Sous les décombres, les policiers découvrent quatre corps, mais pas celui de Zemmiri. Ils trouvent aussi quatre Kkalachnikov, trois pistolets-mitrailleurs anglais Sten et israélien Uzi, deux pistolets automatiques, des grenades, des munitions ainsi que des documents islamiques à moitié carbonisés.

Les autres membres du groupe de Roubaix, logés dans d'autres lieux, prennent la fuite. Alertés, les gendarmes belges procèdent à un contrôle routier. Vers 11h40, ils arrêtent une Peugeot 305. Les deux occupants ouvrent le feu. Les policiers ripostent. Ils tuent le passager: il s'agit de Christophe Caze. Son complice, Omar Zemmiri, s'enfuit à pied et entre dans la villa cossue d'un dentiste. Là, il prend en otages deux femmes. Blessé, il finit par se rendre.

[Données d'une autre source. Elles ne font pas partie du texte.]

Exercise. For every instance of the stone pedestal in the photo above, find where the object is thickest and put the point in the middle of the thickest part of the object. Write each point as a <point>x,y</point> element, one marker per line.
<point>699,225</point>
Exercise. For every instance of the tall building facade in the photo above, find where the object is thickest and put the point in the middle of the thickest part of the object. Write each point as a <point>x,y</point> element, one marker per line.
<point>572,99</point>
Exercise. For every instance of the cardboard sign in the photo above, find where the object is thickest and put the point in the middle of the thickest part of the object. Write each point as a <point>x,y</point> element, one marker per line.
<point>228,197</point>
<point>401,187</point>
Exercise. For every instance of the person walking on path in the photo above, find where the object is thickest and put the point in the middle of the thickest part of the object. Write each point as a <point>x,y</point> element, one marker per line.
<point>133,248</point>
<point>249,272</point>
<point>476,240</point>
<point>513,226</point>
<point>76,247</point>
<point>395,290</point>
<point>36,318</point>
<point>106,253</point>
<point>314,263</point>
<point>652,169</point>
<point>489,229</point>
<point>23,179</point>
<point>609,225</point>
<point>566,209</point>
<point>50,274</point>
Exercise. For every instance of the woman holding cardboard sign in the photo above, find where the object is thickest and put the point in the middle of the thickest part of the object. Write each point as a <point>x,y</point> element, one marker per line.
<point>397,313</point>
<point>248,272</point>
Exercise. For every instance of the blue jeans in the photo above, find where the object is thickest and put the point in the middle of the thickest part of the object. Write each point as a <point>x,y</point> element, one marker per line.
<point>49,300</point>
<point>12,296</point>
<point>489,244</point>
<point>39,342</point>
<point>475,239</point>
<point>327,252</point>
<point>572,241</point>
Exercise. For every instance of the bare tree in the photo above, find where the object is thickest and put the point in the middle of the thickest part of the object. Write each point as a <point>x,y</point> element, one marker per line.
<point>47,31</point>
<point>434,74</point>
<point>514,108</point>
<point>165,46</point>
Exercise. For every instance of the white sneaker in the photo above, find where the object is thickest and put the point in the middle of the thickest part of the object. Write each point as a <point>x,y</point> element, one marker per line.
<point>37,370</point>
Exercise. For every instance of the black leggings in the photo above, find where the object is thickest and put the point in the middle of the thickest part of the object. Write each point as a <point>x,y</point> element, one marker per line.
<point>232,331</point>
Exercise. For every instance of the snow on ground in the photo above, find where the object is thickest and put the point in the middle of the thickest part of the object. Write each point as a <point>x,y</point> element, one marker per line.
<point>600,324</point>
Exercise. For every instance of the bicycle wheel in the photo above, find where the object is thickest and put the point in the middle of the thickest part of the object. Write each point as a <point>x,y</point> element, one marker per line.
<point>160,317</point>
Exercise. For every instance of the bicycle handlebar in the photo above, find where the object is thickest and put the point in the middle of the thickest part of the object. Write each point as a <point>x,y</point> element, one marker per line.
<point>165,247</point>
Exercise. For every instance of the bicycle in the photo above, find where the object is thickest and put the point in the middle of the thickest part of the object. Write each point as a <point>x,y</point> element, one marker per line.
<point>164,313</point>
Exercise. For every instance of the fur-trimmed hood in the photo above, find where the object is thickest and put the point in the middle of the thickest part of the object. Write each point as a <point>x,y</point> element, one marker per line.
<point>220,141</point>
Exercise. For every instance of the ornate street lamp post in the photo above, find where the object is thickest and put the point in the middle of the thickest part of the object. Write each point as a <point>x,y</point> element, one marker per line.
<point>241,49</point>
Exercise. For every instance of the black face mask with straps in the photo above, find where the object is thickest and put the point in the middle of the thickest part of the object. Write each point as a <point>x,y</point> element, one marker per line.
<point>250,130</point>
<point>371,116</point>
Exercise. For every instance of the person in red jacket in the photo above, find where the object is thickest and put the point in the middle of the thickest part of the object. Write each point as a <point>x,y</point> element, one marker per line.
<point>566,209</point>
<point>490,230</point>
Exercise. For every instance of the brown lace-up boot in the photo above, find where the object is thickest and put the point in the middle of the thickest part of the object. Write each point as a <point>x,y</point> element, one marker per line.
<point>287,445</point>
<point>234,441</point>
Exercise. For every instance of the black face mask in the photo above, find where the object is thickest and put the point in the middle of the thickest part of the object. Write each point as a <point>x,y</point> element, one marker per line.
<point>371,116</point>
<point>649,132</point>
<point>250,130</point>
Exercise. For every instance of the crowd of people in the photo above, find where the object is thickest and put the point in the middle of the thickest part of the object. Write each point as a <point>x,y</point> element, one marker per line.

La fouille de la Peugeot 305 amène la découverte d'un impressionnant arsenal, composé en partie d'armes yougoslaves, et même d'armes antichars. La police belge est sur les dents: quelques mois auparavant, en fouillant un militant du GIA algérien, elle a trouvé une disquette informatique contenant un manuel de 8000 pages expliquant comment faire exploser des immeubles, des ponts et des monuments publics. Le manuel commençait par une dédicace à Oussama ben Laden.

Mais c'est la fouille du cadavre de Christophe Caze qui se révèle la plus intéressante. Le leader du «groupe de Roubaix» avait avec lui un agenda électronique. Et dans cet agenda figure un numéro de téléphone de Montréal avec la mention «FATEH-CAN». De l'aide est demandée à la Gendarmerie royale du Canada. La GRC découvre rapidement que le numéro de téléphone est celui de Mohamed Omary. Ce dernier a assuré à La Presse, lors d'un entretien en octobre dernier, qu'il n'a pas connu Christophe Caze. Mais comme il était bon ami de Fateh Kamel, la police conclut qu'on pouvait rejoindre le fameux «FATEH-CAN» en passant par lui.

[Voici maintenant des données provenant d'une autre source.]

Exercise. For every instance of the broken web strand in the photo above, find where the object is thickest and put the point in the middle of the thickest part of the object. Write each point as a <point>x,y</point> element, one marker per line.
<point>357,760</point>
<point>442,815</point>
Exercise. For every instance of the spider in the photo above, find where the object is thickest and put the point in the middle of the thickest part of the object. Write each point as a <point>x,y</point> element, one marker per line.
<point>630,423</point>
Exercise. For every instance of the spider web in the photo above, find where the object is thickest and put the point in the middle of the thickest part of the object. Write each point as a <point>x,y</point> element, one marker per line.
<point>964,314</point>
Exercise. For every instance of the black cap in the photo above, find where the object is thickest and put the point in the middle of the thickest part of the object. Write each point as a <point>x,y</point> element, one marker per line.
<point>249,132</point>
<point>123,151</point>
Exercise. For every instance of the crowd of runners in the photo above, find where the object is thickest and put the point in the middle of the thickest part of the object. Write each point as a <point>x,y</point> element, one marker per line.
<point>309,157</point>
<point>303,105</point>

Les policiers français ouvrent un dossier sur le «gang de Roubaix». Le groupe est composé de neuf hommes. Quatre sont morts lors de l'assaut, rue Henri-Carette. Christophe Caze est décédé en Belgique. Son compagnon Omar Zemmiri est détenu par la police belge. Trois autres sont en fuite: Lionel Dumont, Mouloud Bouguelane et Hocine Bendaoui. C'est justement leur fuite qui révélera l'importance de la cellule montréalaise de Fateh Kamel.